Hohe Marktanteile zeigen kein ausgereiztes Sparpotenzial
Die Ampelregierung setzt dennoch auf weitere Ausgabensenkungen. „Sparen hört nicht auf“, betonte Thomas Müller, Leiter der Abteilung 1 „Arzneimittel, Medizinprodukte und Biotechnologie“ im Bundesministerium für Gesundheit (BMG) und ehemaliger Leiter der Abteilung Arzneimittel beim G-BA. Er mahnte allerdings ein behutsames Vorgehen beim Sparen per automatischer Substitution an, „weil wir bei dem Thema ein Gebiet haben, das noch nicht so etabliert ist wie bei den klassischen Generika“. Im Beschluss des G-BA zeige sich das behutsame Vorgehen, denn es würden auch Anwendungsgebiete berücksichtigt.
Hohe Marktanteile bei Biosimilars allein bedeuten für den BMG-Mann allerdings noch kein ausgereiztes Sparpotenzial: „Wettbewerb muss sich im Preis zeigen.“ Das betreffe die Unternehmen ebenso wie die Apotheken. Der Bundesgesundheitsminister habe versprochen, dass er keine Leistungseinschränkungen mache in seiner Legislatur, aber das müsse auch finanziert werden, so Müller mit Verweis auf die schlechte finanzielle Lage der GKV.

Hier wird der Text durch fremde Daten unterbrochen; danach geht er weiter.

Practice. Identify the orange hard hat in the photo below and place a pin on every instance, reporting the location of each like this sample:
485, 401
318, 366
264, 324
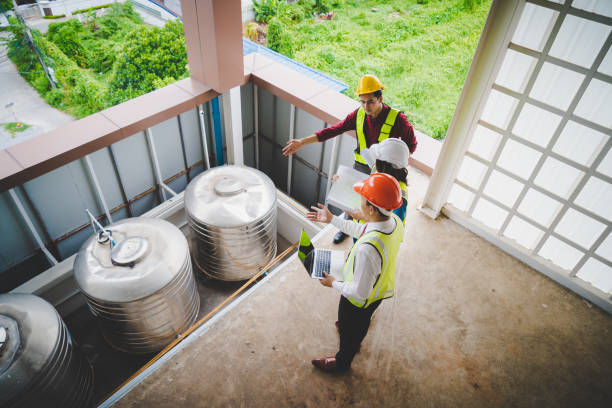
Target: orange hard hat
380, 189
368, 84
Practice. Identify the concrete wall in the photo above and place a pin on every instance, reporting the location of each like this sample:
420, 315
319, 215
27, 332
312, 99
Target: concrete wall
56, 201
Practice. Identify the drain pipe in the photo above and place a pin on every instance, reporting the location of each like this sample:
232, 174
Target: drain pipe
218, 135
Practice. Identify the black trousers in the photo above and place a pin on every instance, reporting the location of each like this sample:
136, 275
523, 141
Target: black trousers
353, 325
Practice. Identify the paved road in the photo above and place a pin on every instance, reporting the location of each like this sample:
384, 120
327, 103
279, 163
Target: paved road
28, 106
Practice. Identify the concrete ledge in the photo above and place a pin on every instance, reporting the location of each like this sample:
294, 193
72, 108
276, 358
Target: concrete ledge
34, 157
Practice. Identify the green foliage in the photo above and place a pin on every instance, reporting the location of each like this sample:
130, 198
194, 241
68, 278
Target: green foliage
87, 10
116, 47
265, 10
279, 39
6, 5
15, 127
149, 55
67, 36
251, 31
19, 51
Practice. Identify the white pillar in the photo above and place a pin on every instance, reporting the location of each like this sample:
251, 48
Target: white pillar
232, 126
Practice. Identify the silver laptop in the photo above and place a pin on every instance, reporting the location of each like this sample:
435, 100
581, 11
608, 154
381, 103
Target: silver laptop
317, 261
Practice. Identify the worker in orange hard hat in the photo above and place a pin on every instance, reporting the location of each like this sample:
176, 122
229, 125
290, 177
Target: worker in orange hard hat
372, 123
369, 271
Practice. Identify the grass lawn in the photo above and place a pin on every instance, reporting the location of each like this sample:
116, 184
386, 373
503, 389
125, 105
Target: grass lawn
420, 52
15, 127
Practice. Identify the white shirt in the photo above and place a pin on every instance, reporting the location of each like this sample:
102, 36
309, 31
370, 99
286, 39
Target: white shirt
368, 262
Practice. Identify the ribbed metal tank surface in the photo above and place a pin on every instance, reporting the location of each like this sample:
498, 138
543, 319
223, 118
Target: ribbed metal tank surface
39, 365
232, 212
142, 289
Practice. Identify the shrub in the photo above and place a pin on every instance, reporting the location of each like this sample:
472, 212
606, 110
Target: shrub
265, 10
6, 5
279, 39
87, 10
149, 54
67, 36
251, 31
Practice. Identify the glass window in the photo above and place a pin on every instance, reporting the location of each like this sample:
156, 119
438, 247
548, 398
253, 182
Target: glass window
515, 70
471, 172
580, 143
484, 142
536, 125
605, 248
579, 228
596, 196
596, 103
498, 109
503, 188
560, 253
539, 207
534, 26
523, 233
556, 86
489, 214
603, 7
579, 40
518, 159
597, 274
558, 177
460, 197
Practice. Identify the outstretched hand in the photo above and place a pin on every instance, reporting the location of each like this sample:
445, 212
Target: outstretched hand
355, 214
327, 280
320, 214
292, 146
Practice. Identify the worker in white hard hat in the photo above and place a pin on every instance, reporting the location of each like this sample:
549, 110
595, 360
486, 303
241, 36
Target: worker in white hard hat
391, 157
372, 123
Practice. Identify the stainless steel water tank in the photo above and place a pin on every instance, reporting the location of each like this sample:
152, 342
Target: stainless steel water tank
232, 212
142, 289
39, 365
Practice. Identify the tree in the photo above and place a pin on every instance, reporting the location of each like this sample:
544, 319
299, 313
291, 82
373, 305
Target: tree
150, 56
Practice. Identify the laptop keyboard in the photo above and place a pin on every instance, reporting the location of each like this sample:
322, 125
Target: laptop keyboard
323, 263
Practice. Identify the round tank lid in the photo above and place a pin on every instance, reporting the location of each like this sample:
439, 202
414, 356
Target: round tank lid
149, 253
33, 329
229, 196
229, 186
129, 251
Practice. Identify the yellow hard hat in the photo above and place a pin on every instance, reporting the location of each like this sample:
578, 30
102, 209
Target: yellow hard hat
368, 84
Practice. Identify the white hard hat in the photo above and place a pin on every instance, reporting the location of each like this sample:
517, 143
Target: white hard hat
392, 150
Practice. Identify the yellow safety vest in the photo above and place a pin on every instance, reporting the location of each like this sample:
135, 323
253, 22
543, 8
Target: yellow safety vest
387, 246
385, 129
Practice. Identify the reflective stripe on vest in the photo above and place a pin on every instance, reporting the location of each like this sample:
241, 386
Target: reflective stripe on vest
387, 246
385, 130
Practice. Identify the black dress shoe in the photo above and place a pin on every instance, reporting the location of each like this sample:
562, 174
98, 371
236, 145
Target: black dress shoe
339, 237
325, 363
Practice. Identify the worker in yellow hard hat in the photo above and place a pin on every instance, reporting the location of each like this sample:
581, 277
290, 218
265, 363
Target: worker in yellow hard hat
369, 271
372, 123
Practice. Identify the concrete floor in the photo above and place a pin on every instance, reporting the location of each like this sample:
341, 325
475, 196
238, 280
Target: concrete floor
469, 326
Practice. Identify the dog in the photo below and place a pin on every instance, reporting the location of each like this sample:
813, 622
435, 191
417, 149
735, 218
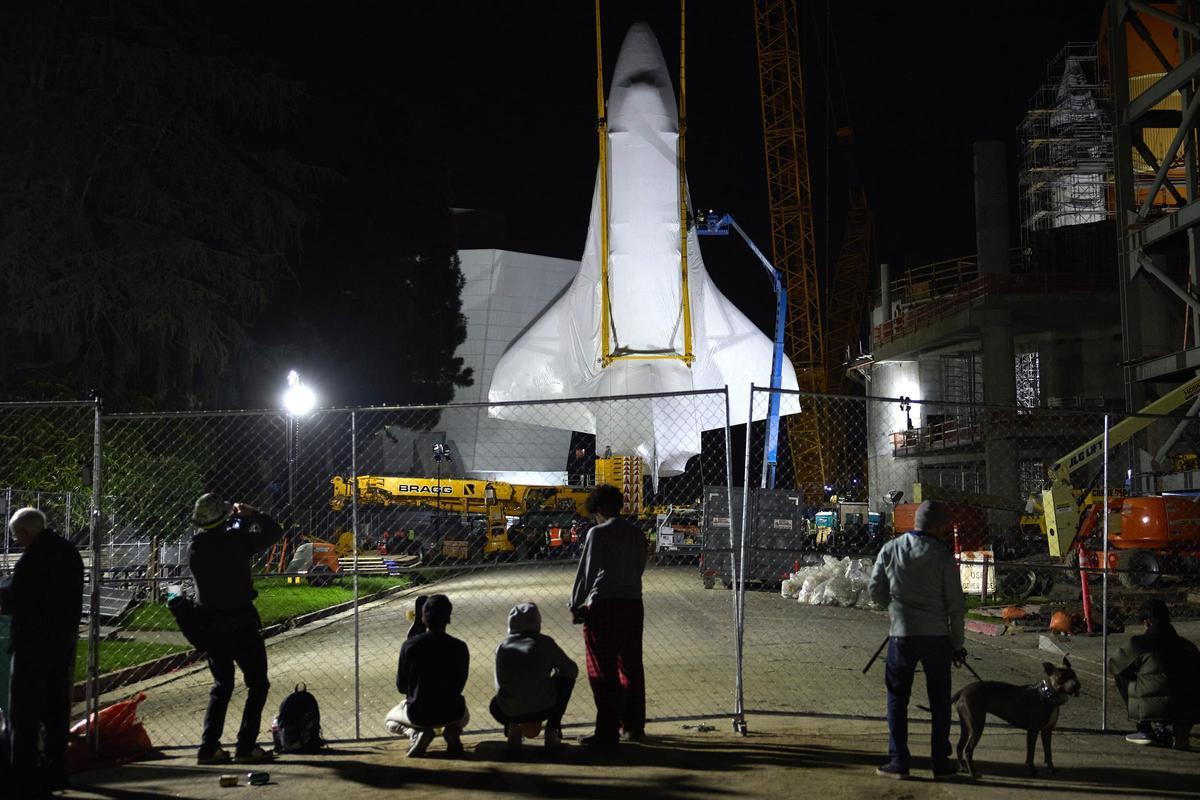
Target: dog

Viele Detailfragen zum Austausch der Wirkstoffe sind bisher unbeantwortet. Ein Knackpunkt sind die Preise, an denen sich die Apotheker orientieren müssen. Unklar ist auch, wie bei Lieferengpässen zu verfahren ist. „Die Regelung muss auch den Apotheken die Sicherheit geben, die sie brauchen“, stellte Christiane Müller, Geschäftsführerin des Verband der Zytostatika herstellenden Apothekerinnen und Apotheker klar. Man könne günstigere Preise für die Krankenkassen vereinbaren, wenn es auch eine Lösung für den Fall gebe, dass ein Wirkstoff nicht verfügbar sei. Zu manchen Detailfragen brauche es noch weitere Verhandlungsrunden. Grundsätzlich einig seien sich die Verhandlungspartner zum Konstrukt der Biosimilar-Substitution in der Hilfstaxe. Man habe dieses auch schon an die Softwarehäuser herausgeben können.
Dr. Christopher Kirsch, stellv. Vorsitzender der AG Pro Biosimilars, sieht die Lage kritisch. Der G-BA-Beschluss sei „handwerklich schlecht gemacht“ und die Regelungen schwammig formuliert. Eine Wirkstoffdefinition habe der G-BA nicht geliefert. „Man muss sich am Ende überlegen, welche Produkte sind überhaupt erfasst?“
Das Ganze sei komplex, weil es auch Produkte gebe, die sowohl als fertige Arzneimittel als auch als Zubereitung angewendet werden könnten. Und was unter einem preisgünstigen Fertigarzneimittel zu verstehen sei, stehe auch nicht im G-BA-Beschluss. Leistungserbringer und Patienten seien die Leidtragenden, denn es gebe weder einen geeinten, rechtssicheren Vertrag noch eine Friedenspflicht in der Übergangszeit. Das bringe auch für Hersteller Unsicherheiten.
Dr. Birgit Heltweg, Teamleitung Apotheken/Selektivverträge bei der Barmer, bemerkte, Krankenkassen seien nicht dafür da, die Arzneimittelproduktion in Deutschland zu stärken. Man fange jetzt mit einem kleinen Bereich an bei der automatischen Substitution von Biologika. Dieser könne ausgebaut werden. Man versuche auch, den Ärzten etwas mitzugeben über Selektivverträge. Aber noch sei nicht alles schlüssig.